Authors: Dr. Arshad M. Khan and Meena Miriam Yust

The coastal waters by Wilmington, Delaware, the president’s home base, have risen a record 3 mm in the past year.  Worse, the rate of increase is itself increasing portending a foot or more in the next century.  It means a rebuilding of docks plus barriers to prevent serious tidal flooding.

The Virginia Institute of Marine Sciences (VIMS), affiliated with the College of William and Mary, has been collecting data on sea levels for the past 52 years.  It released its latest annual report recently, noting sea level rising by historic amounts — as in the case of Wilmington — as well as the accelerating rate of increase.

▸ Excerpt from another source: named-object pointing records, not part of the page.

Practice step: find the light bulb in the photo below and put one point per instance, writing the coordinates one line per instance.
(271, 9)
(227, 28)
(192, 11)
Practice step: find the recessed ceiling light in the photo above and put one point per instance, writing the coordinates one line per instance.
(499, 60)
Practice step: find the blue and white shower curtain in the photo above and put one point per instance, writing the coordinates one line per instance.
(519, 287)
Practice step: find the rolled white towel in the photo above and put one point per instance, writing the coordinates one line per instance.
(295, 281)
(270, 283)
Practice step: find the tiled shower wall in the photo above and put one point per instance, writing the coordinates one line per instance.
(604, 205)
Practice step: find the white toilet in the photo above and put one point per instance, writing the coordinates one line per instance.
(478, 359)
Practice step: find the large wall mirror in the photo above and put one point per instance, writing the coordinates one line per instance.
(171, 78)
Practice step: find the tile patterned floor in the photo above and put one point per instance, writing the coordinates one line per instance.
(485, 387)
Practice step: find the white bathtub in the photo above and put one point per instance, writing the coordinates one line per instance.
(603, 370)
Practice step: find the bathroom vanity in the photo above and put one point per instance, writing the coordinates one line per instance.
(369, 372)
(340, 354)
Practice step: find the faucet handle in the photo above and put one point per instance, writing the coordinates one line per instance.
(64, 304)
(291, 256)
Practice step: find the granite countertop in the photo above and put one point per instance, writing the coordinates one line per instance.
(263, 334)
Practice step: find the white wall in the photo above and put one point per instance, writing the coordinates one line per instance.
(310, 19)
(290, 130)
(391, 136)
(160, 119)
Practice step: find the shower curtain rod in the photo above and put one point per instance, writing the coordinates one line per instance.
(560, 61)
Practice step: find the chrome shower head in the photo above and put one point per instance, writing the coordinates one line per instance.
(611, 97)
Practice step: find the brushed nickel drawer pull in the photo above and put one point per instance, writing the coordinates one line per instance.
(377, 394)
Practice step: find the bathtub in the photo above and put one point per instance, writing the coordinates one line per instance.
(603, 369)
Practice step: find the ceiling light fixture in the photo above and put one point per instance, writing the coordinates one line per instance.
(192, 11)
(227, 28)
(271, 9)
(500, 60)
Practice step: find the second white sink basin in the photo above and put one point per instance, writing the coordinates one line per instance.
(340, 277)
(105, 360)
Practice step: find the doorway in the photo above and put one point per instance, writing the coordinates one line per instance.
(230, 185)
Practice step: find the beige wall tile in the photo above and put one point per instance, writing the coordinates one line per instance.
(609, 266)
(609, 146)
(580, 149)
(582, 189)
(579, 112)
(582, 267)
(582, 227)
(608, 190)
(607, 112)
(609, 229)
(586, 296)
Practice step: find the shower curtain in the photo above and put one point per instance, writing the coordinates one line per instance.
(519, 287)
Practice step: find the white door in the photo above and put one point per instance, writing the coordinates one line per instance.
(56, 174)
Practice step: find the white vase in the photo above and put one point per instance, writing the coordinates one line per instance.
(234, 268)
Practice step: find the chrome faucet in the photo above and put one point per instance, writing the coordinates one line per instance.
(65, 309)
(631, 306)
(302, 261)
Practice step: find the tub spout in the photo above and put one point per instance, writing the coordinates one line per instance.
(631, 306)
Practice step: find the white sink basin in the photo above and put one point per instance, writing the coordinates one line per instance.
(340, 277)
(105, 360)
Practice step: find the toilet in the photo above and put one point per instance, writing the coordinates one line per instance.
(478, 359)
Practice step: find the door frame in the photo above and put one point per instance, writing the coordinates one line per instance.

There are 32 tide gauges placed along the US coasts all the way to Alaska.  Maintained by the National Oceanic and Atmospheric Administration (NOAA), these measure levels every six minutes.  Researchers at VIMS take a monthly average to avoid a skewed analysis due to unusual weather patterns like storms.

The Institute’s report presents sea level changes, assesses future trends, and tries to explain the increases or even decreases at particular localities.  Sea level changes are relative to the adjoining land.  For example, the rates are actually falling in Alaska but that is caused by shifting tectonic plates raising land and off-setting the sea level rise.

Researchers describe the persistent sea level rise as a “slow emergency” — not a storm that will be hitting tomorrow but trouble ahead and the report cards can help local authorities plan for the future.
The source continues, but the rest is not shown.